Meia centena de estradas encerradas, aviões desviados, inundações, quedas de árvores, ribeiros obstruídos, dois carros arrastados pela água, três habitações danificadas e uma família de três pessoas desalojada. 

A passagem da tempestade Filomena pela Madeira, que se caracterizou por vento forte, com rajadas a rondar os 100 quilómetros por hora, e precipitação elevada, colocou as autoridades regionais em alerta máximo e a população em sobressalto. Principalmente aquela que no dia de Natal tinha sofrido, no Norte da ilha, os efeitos de outro temporal, que provocou inundações, cortes de estrada e danos consideráveis em habitações, automóveis e equipamento público.

Desta vez, foi mais o susto do que os estragos e terá valido, também, os alertas que foram sendo dados ao longo do dia. As escolas dos concelhos no Norte da ilha foram encerradas mais cedo e a população aconselhada a permanecer em casa.

Mesmo assim, na manhã desta sexta-feira – o maior impacto da tempestade Filomena aconteceu durante a madrugada – persistiam estradas interrompidas, principalmente a Norte, que voltou a ser a zona mais atingida. A chuva, que praticamente foi interrupta durante mais de 12 horas, provocou deslizamentos de terras e pequenas derrocadas, que interromperam estradas e condicionaram curso de água. Em Santana, uma casa foi atingida numa altura em que os três moradores, alertados pelo barulho, já tinham procurado refúgio noutra zona.

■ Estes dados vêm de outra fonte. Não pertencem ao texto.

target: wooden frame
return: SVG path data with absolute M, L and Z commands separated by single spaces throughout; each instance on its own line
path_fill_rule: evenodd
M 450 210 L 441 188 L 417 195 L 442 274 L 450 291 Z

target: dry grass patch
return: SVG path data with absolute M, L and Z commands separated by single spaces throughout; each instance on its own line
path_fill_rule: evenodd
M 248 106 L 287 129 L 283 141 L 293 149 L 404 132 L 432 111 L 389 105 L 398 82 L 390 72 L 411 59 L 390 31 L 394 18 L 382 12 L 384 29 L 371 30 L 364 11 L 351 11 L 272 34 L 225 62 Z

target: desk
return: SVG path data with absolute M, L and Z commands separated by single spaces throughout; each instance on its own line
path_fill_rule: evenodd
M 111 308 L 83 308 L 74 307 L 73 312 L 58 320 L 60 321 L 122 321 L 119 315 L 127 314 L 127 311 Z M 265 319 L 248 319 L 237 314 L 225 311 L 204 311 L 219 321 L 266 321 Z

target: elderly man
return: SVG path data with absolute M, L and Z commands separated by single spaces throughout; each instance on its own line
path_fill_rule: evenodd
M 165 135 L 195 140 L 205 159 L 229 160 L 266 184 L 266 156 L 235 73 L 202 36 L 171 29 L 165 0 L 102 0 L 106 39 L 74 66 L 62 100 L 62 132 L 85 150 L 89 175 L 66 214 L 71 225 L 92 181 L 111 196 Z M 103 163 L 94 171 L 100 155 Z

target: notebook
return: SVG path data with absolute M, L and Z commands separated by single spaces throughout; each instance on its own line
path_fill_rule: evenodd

Em Machico, já a Sul, um ribeiro galgou para a estrada e arrastou dois automóveis, juntamente com pedras e entulho. Há também registo, um pouco por toda a ilha, de queda de árvores, sem danos consideráveis.

A tempestade, que já seguiu caminho, trouxe uma descida na temperatura – a neve caiu de madrugada no maciço central da ilha – e perturbou o funcionamento do aeroporto, cancelando voos e desviando outros para o Porto Santo. Foi o que aconteceu, já na quarta-feira, ao aparelho que transportava a equipa de futebol do Sporting, cujo jogo frente ao Nacional, agendado para quinta-feira às 18h30, foi adiado, já com as duas equipas preparadas para entrar em campo, devido precisamente aos efeitos da tempestade.